Thanks for your comment. The key word is “misguided.” I’m not an anarchist. (In college, I completed a four-year combined B.A/M.A. degree program in economics.) There’s nothing wrong with metrics; the problem arises when decision-makers use a few of them as a substitute for independent judgment. The word I sometimes use with the phrase “MBA mentality of misguided metrics” is “myopia.” For a long time, the law properly regarded itself as a different from “every other industry in history.” It was and, in many ways, still is a noble profession. But as many large firm leaders decided that the only metric that mattered was short-term profits for equity partners, bad things happened to the profession and, more importantly, to the people in it. (To understand that evolution, read my novel, The Partnership.) What do I propose as an alternative?
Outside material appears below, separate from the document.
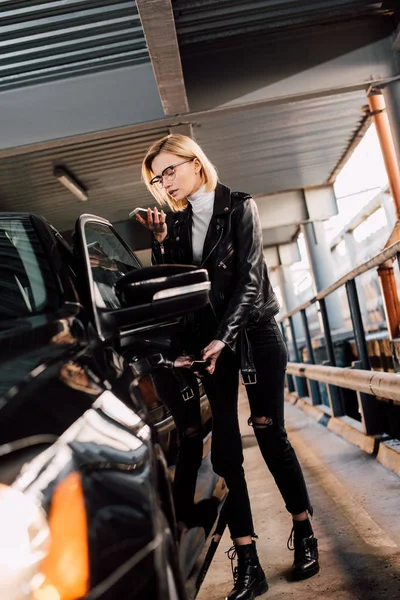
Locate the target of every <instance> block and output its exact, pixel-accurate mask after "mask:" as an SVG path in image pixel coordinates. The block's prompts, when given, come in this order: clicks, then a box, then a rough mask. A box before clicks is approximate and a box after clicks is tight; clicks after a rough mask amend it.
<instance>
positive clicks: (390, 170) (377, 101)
mask: <svg viewBox="0 0 400 600" xmlns="http://www.w3.org/2000/svg"><path fill="white" fill-rule="evenodd" d="M368 104H369V109H370V111H371V115H372V117H373V119H374V123H375V127H376V132H377V134H378V138H379V143H380V146H381V150H382V156H383V160H384V163H385V167H386V172H387V175H388V179H389V187H390V192H391V194H392V198H393V202H394V206H395V209H396V218H397V219H400V171H399V165H398V162H397V156H396V149H395V146H394V142H393V137H392V133H391V130H390V124H389V118H388V115H387V111H386V104H385V99H384V97H383V94H382V92H381V91H380V90H373V92H372V93H371V94H370V95H369V96H368Z"/></svg>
First, those considering legal careers should get better information about what awaits them before embarking on that expensive path. Bringing expectations into balance with reality would lead to a happier profession. Second — and it won’t happen because the current model is too lucrative for those running the show — leaders focusing exclusive on short-term profit-maximizing metrics (billings, billable hours, leverage, and the current year’s equity partner profits) should recognize that they’re ignoring other important values. These include mentoring (training), collegiality, a sense of community, encouraging client relationships that will survive to the next generation of firm partners, regarding clients and their problems as something more than revenue streams, and recognizing that some managers are now imposing demands on associates that they themselves never faced. When long-term means next year’s equity partner profits, it’s the myopic MBA mentality of misguided metrics that is “short-sighted.” At least, that’s my view.